# Forfeiting Slots Question



## LLXC (Nov 22, 2016)

I know that if you decline a slot, say from 4-6PM, you will no longer see that slot offered for that day.

Does anyone know if you forfeit a slot from 6:30-8:30PM, do they assume, you simply can't work any of those hours? I would rather work 6-8PM and try to add a 8-10PM later on.

I wish Amazon gave you the option to swap in/out of slots, say a 6:30-8:30PM for a 6-8PM.


----------



## Shangsta (Aug 15, 2016)

With the new update I notice when I forfeit a block I could not see them anymore but it could be someone just grabbed the block I dropped.


----------



## RGV (Oct 20, 2016)

You will no longer see the block you forfeit that for sure, although you know it's there you just cant see it.
For your other question, today, I forfeit my morning block (10am-1pm) and rite after I forfeit, I check the Offer and see the 10:30am-1:30pm block. 
But, I dont know will it work other way around.


----------



## LLXC (Nov 22, 2016)

I just tried it.

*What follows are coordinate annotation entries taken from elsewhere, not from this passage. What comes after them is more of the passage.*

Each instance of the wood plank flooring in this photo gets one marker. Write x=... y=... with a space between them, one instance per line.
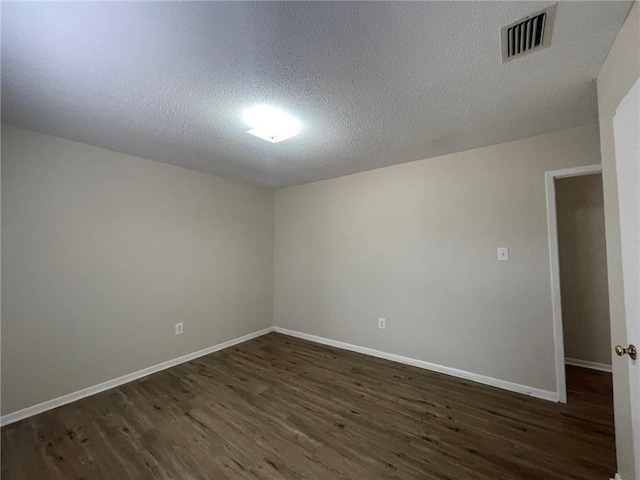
x=282 y=408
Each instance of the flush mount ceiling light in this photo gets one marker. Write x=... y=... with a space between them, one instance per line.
x=270 y=123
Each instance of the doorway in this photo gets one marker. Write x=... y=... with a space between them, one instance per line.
x=580 y=295
x=580 y=299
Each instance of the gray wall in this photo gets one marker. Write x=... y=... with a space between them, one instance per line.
x=583 y=269
x=103 y=253
x=416 y=243
x=619 y=73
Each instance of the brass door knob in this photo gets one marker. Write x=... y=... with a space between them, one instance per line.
x=630 y=350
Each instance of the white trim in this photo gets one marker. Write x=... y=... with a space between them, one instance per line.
x=603 y=367
x=494 y=382
x=554 y=263
x=101 y=387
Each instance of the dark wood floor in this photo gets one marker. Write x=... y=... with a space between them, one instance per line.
x=282 y=408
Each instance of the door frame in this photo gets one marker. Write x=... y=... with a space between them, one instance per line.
x=554 y=263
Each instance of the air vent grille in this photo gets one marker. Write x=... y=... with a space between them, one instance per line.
x=528 y=34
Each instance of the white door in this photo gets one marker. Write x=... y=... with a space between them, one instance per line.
x=626 y=129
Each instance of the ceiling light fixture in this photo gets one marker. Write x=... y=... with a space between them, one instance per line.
x=270 y=123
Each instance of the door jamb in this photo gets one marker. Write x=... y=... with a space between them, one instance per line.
x=554 y=261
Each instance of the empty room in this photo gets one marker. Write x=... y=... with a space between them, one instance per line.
x=320 y=240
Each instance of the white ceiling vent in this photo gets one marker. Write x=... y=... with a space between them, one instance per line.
x=528 y=34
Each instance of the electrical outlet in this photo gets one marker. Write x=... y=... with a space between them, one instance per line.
x=503 y=254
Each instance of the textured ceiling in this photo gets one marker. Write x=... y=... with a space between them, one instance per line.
x=373 y=83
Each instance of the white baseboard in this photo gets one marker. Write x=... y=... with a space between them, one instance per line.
x=494 y=382
x=603 y=367
x=101 y=387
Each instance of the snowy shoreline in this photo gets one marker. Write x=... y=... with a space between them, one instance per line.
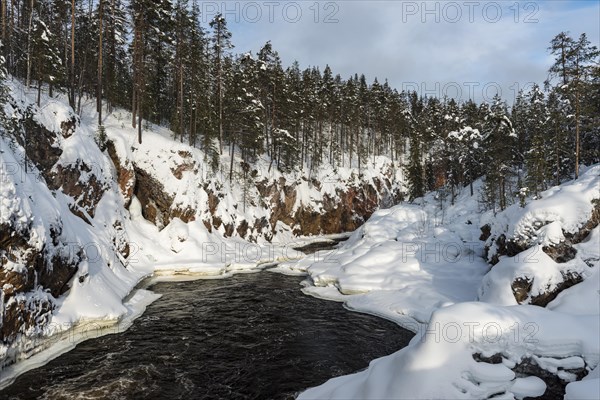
x=48 y=348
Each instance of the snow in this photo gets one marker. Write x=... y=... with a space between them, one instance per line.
x=391 y=268
x=420 y=265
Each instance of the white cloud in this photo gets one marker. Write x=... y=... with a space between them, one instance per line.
x=400 y=41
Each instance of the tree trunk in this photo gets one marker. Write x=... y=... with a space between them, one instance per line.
x=28 y=82
x=72 y=74
x=99 y=87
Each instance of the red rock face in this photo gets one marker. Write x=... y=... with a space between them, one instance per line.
x=344 y=212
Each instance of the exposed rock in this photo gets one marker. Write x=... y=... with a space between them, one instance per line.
x=561 y=252
x=44 y=151
x=521 y=288
x=126 y=178
x=569 y=279
x=68 y=180
x=156 y=203
x=555 y=386
x=68 y=127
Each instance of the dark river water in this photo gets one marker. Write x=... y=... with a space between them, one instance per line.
x=251 y=336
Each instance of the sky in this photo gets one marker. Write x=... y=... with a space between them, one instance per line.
x=462 y=49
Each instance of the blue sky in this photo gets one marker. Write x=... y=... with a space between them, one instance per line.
x=459 y=48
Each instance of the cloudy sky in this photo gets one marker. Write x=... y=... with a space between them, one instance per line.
x=458 y=48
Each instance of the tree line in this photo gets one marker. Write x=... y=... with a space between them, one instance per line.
x=154 y=58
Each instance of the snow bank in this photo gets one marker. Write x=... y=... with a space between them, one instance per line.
x=465 y=349
x=439 y=362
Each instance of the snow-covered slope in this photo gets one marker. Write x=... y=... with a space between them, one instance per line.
x=81 y=227
x=466 y=349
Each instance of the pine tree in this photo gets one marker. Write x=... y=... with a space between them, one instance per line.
x=574 y=63
x=221 y=41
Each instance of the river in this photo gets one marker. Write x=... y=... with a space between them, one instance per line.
x=251 y=336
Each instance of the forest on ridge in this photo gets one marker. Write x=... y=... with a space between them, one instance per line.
x=156 y=59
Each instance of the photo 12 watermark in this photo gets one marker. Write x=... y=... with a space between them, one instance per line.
x=470 y=11
x=272 y=11
x=468 y=90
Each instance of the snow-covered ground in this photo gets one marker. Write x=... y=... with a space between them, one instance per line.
x=421 y=265
x=105 y=291
x=429 y=275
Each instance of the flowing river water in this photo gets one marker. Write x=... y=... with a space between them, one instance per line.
x=251 y=336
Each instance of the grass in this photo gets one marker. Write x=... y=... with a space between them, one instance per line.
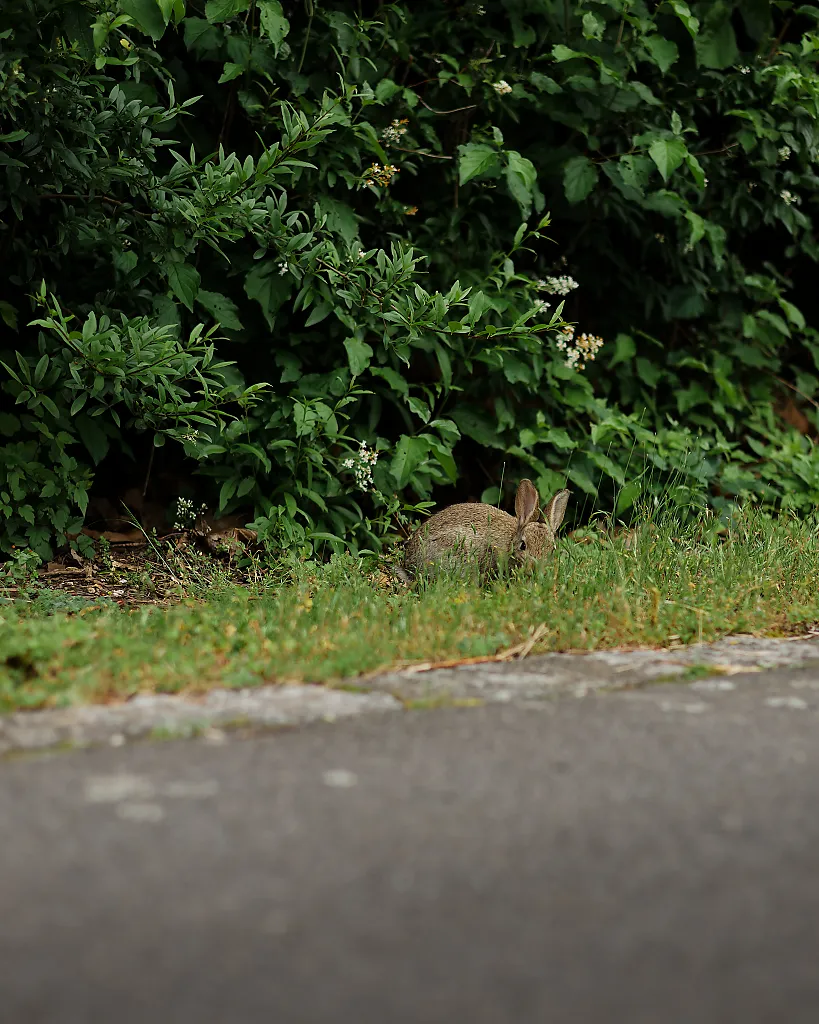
x=659 y=585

Forfeited my 6:30-8:30PM and then later saw 5:30-7:30PM, 6-8PM, and 7:30-9:30PM.


----------



## LLXC (Nov 22, 2016)

Shangsta said:


> With the new update I notice when I forfeit a block I could not see them anymore but it could be someone just grabbed the block I dropped.

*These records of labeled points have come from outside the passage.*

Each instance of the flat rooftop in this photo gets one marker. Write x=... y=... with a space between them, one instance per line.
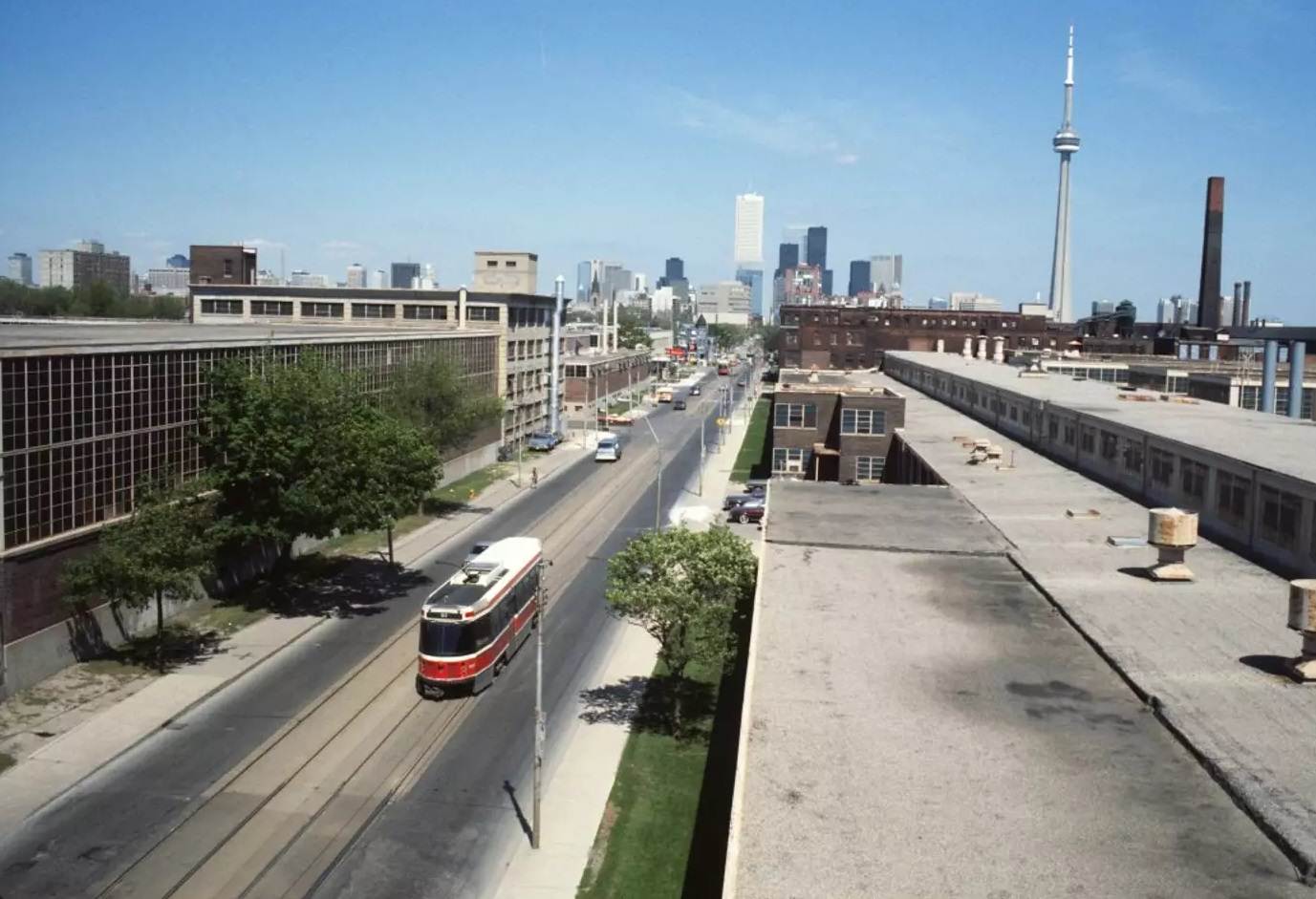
x=1260 y=439
x=34 y=337
x=862 y=380
x=918 y=721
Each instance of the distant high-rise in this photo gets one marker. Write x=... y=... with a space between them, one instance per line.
x=404 y=274
x=787 y=257
x=815 y=246
x=887 y=272
x=749 y=229
x=1065 y=143
x=20 y=268
x=1212 y=234
x=861 y=277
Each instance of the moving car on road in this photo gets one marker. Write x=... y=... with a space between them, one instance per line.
x=475 y=621
x=608 y=449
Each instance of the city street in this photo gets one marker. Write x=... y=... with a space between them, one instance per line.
x=321 y=773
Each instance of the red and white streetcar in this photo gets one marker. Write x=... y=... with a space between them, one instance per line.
x=475 y=621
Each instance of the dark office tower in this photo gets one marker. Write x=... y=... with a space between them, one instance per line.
x=1212 y=234
x=403 y=274
x=787 y=257
x=815 y=246
x=861 y=277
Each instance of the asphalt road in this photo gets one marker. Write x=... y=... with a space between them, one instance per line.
x=453 y=825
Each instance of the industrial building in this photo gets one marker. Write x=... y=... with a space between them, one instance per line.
x=1252 y=477
x=833 y=425
x=93 y=412
x=523 y=321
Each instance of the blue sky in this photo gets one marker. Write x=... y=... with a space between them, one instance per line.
x=342 y=132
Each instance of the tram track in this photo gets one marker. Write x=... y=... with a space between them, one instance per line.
x=279 y=821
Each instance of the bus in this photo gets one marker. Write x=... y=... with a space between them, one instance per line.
x=477 y=620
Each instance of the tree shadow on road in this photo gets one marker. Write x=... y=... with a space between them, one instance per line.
x=338 y=586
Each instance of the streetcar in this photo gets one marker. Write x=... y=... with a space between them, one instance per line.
x=477 y=620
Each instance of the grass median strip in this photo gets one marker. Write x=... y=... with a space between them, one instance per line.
x=749 y=460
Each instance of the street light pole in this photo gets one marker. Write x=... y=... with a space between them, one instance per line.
x=538 y=707
x=658 y=494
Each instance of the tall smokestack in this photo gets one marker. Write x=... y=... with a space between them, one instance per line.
x=1212 y=233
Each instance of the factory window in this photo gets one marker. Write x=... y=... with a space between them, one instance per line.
x=1110 y=445
x=1280 y=516
x=869 y=467
x=789 y=460
x=1193 y=478
x=1162 y=466
x=424 y=312
x=222 y=307
x=795 y=415
x=271 y=307
x=864 y=421
x=373 y=310
x=1232 y=497
x=321 y=310
x=1133 y=456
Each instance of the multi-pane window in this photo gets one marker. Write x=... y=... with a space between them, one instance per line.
x=789 y=460
x=1193 y=478
x=795 y=415
x=1232 y=497
x=271 y=307
x=373 y=310
x=222 y=307
x=424 y=312
x=1162 y=466
x=321 y=310
x=1280 y=516
x=864 y=421
x=869 y=467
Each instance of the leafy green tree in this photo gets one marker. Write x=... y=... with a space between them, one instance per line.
x=161 y=550
x=681 y=588
x=432 y=396
x=632 y=330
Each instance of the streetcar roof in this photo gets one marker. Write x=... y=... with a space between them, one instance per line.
x=482 y=578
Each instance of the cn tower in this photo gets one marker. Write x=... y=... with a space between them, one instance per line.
x=1067 y=143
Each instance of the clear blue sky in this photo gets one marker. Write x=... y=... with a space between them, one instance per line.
x=346 y=132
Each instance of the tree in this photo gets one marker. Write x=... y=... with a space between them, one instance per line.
x=433 y=396
x=160 y=550
x=683 y=589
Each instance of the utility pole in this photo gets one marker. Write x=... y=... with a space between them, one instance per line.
x=538 y=704
x=658 y=490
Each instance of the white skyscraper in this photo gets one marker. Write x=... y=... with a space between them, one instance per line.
x=1065 y=143
x=749 y=229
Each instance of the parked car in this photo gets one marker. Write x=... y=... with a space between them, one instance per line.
x=750 y=509
x=737 y=499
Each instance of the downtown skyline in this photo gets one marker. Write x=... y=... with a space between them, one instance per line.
x=943 y=163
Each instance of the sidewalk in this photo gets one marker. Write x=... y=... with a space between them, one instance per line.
x=95 y=739
x=583 y=760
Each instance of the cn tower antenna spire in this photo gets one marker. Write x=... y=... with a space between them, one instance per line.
x=1067 y=143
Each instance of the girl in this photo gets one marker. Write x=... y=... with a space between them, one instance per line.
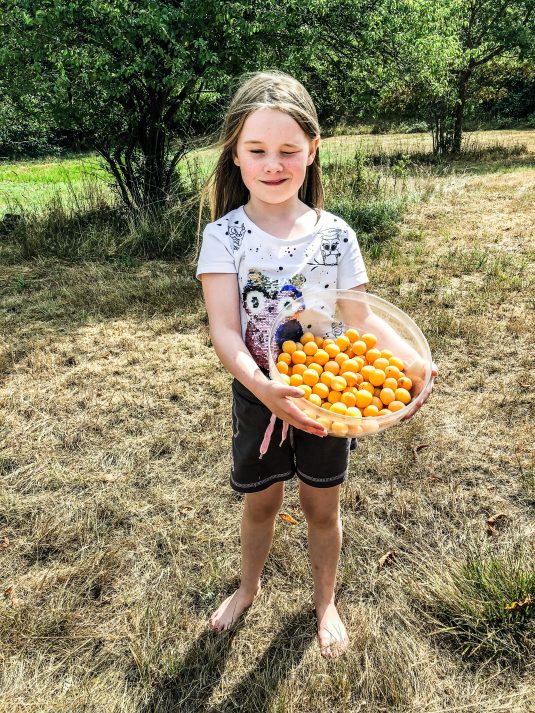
x=269 y=241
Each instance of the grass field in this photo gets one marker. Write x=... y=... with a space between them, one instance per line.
x=120 y=534
x=30 y=184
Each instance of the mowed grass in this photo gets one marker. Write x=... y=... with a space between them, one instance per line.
x=120 y=533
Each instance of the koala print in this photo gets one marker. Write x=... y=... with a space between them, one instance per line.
x=330 y=244
x=237 y=235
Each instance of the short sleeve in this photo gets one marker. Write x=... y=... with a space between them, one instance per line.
x=351 y=268
x=215 y=254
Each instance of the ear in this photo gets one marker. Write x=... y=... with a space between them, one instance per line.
x=314 y=145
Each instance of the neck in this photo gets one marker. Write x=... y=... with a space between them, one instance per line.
x=290 y=209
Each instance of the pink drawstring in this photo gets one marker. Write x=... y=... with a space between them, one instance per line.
x=269 y=432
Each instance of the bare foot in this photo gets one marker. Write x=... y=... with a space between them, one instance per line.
x=332 y=634
x=231 y=609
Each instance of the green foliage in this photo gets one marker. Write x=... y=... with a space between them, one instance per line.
x=486 y=606
x=435 y=54
x=143 y=78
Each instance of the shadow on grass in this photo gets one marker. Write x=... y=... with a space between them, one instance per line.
x=203 y=666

I think you can't see them because last time I did that, I could see Earn $... on the Home but it wasn't showing in Offers.


----------



## Poolepit (May 17, 2016)

So if you have a 6-8 block you have until 5:15 to forfiet it correct? Even though the arrival time shows 5:45-6:05?


----------



## RGV (Oct 20, 2016)

Poolepit said:


> So if you have a 6-8 block you have until 5:15 to forfeit it correct? Even though the arrival time shows 5:45-6:05?


If your block starts at 6, you have until 5:15 to forfeit a block (without a point on your record). About arrival time, "5:45-6:05", no, the app and Amazon expect you to arrive at location before or at 6, not later, even a minute later (im not sure, since im never late )


----------



## CarmenFlexDriver (Jun 21, 2016)

I believe they give you 5 minutes past your start time to check in before you're officially late.


----------



## RGV (Oct 20, 2016)

CarmenFlexDriver said:


> I believe they give you 5 minutes past your start time to check in before you're officially late.

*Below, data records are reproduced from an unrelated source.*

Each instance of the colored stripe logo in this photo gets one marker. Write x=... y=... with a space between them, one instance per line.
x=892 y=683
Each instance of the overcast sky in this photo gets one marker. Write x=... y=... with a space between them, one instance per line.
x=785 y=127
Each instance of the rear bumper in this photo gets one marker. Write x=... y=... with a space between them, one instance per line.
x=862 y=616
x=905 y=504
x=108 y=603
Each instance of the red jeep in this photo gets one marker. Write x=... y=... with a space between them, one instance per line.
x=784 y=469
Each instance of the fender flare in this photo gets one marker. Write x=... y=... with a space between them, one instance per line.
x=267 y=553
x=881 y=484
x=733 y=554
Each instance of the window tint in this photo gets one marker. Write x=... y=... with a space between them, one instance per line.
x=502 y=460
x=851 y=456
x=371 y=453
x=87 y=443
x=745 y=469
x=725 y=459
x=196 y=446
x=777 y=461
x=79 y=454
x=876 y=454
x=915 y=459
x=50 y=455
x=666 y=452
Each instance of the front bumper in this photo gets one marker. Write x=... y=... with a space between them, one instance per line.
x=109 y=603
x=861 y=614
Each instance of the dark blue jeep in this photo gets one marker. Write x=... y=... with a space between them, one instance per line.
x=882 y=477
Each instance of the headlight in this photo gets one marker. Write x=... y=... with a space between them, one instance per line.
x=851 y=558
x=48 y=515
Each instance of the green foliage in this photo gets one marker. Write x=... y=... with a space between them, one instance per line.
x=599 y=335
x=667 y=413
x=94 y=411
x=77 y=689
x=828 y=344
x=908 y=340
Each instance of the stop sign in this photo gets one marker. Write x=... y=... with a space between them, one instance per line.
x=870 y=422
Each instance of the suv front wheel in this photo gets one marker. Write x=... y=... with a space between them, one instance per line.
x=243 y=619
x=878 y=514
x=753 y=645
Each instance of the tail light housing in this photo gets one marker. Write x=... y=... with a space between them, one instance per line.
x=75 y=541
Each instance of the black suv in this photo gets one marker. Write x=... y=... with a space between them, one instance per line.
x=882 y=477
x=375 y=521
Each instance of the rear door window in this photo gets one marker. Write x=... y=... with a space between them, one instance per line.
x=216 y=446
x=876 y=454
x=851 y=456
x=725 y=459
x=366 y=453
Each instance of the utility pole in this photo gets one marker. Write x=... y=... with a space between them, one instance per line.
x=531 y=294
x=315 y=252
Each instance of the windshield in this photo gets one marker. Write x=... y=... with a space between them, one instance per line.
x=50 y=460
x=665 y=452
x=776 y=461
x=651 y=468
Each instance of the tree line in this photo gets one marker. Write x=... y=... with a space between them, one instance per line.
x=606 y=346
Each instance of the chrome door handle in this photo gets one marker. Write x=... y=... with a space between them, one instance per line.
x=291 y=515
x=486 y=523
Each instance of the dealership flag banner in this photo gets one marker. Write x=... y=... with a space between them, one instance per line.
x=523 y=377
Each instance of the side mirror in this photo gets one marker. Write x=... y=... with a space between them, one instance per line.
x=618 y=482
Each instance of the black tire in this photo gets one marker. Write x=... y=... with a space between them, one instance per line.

Well, that good to know that Amazon is still human.


----------



## CarmenFlexDriver (Jun 21, 2016)

LLXC said:


> I just tried it. Forfeited my 6:30-8:30PM and then later saw 5:30-7:30PM, 6-8PM, and 7:30-9:30PM.


 This is the best way to prove any "theory" discussed here...........do it yourself!  
Now you and we have facts...... so good work!


----------